- Theatrical release poster
- Directed by: K. Vembu S. D. Sundharam
- Written by: S. D. Sundharam
- Produced by: V. S. Raghavan
- Starring: Sivaji Ganesan Madhuri Devi N. N. Kannappa T. R. Ramachandran K. Sarangapani M. N. Rajam
- Cinematography: N. C. Balakrishnan
- Edited by: V. S. Rajan
- Music by: G. Govindarajulu Naidu
- Production company: Revathi Productions
- Distributed by: Gaiety Pictures Circuit
- Release date: 4 December 1953;
- Country: India
- Language: Tamil

= Manidhanum Mirugamum =

1953 film

Manidhanum Mirugamum (Man and the Beast) is a 1953 Indian Tamil-language film, directed by K. Vembu and S. D. Sundharam. The film stars Sivaji Ganesan, Madhuri Devi, N. N. Kannappa and K. Sarangapani. No print of the film is known to survive, making it a lost film.

== Cast ==
- Sivaji Ganesan
- Madhuri Devi
- N. N. Kannappa
- K. Sarangapani
- T. R. Ramachandran
- M. N. Rajam
- S. D. Sundharam
- K. S. Chandra

== Soundtrack ==
The music was composed by G. Govindarajulu Naidu. Lyrics by S. D. Sundharam.

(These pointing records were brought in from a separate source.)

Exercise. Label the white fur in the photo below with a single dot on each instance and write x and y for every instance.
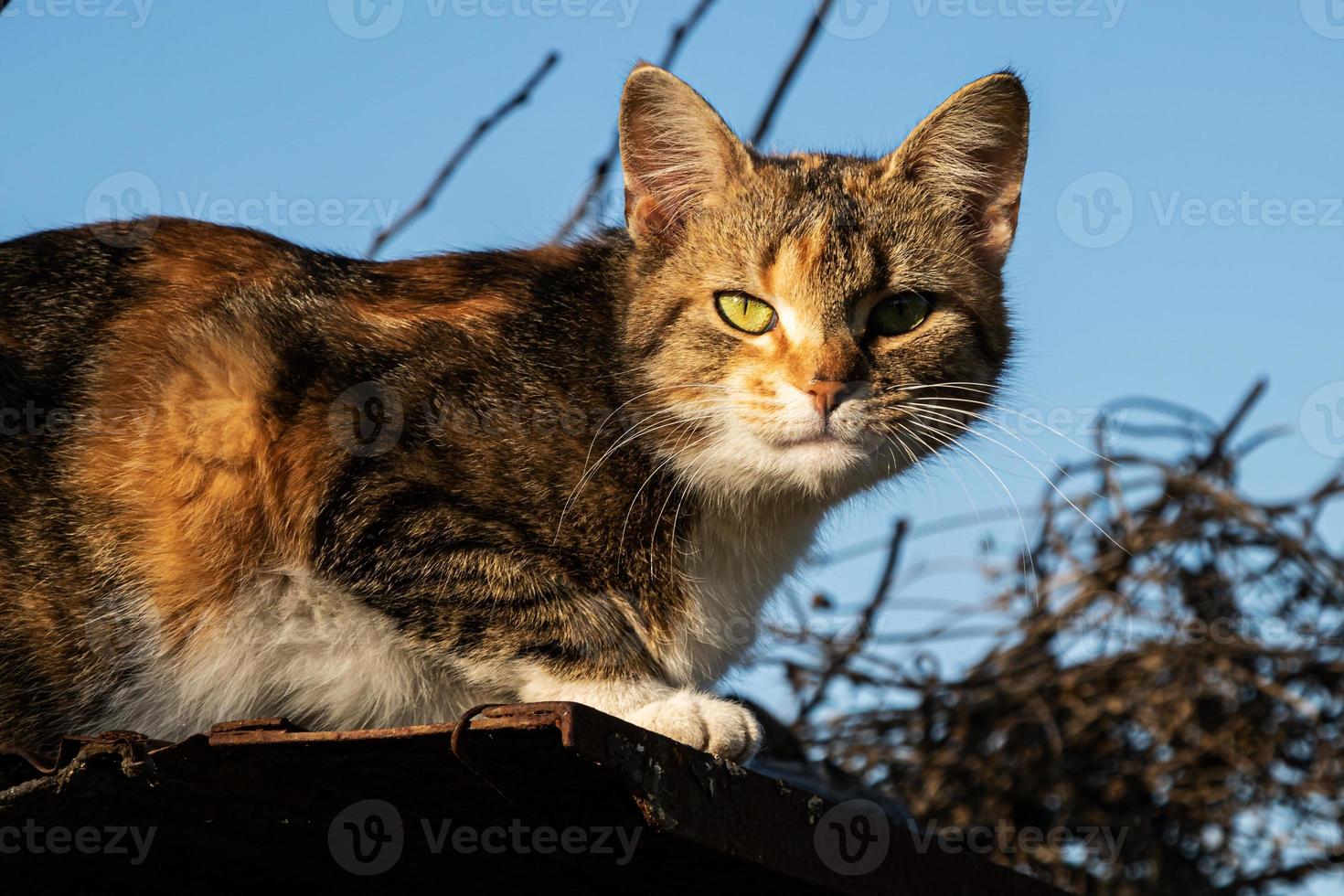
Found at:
(289, 647)
(296, 647)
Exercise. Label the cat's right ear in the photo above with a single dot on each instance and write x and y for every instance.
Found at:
(677, 155)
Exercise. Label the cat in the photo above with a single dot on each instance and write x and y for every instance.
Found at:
(245, 478)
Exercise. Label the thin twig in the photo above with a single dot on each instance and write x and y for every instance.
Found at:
(781, 86)
(863, 633)
(603, 169)
(483, 128)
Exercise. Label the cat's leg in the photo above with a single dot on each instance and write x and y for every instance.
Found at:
(687, 715)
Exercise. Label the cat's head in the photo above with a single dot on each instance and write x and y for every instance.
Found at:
(815, 323)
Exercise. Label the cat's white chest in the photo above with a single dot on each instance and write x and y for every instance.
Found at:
(730, 566)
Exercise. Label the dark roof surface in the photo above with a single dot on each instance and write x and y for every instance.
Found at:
(549, 795)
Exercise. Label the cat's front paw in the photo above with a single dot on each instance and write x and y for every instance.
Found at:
(706, 723)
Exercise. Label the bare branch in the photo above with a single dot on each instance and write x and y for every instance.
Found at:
(791, 70)
(483, 128)
(841, 657)
(603, 169)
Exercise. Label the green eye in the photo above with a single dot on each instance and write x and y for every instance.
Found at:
(900, 315)
(746, 314)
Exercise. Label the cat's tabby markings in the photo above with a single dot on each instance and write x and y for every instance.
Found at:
(583, 466)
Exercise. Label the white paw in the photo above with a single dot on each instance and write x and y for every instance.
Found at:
(703, 721)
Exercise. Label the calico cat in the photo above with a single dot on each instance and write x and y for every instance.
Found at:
(245, 478)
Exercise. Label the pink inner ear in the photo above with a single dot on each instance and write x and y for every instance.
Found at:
(645, 215)
(1000, 226)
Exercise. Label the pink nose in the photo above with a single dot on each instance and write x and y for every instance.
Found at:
(826, 395)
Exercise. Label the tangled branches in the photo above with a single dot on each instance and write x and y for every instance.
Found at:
(1172, 675)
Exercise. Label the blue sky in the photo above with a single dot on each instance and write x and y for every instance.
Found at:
(1183, 217)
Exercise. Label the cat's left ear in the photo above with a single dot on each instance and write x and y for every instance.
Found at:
(677, 155)
(971, 152)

| Song | Singers | Length |
|---|---|---|
| "Inba Kuyil Kural Inimai" | A. M. Rajah & M. L. Vasanthakumari | 03:16 |
| "Imayamalai Chaaralile" | M. L. Vasanthakumari | 03:15 |
| "Unnai Ninaikka Ninaikka" | T. R. Ramachandran & Jikki | 02:09 |
| "Jegam Yaavum" | Radha Jayalakshmi | 06:21 |
| "Kaalamenum Sirpi Seiyyum" | C. S. Jayaraman | 02:47 |
| "Oyvillaatha Ulagaththile" | M. M. Mariappa | 02:29 |
| "Mottaarukku Battery Pole" | T. R. Ramachandran & Jikki | 02:42 |

== Release ==
Manidhanum Mirugamum was released on 4 December 1953. The distribution rights were initially with Gokilam Pictures, but later transferred to Gaiety Pictures Circuit.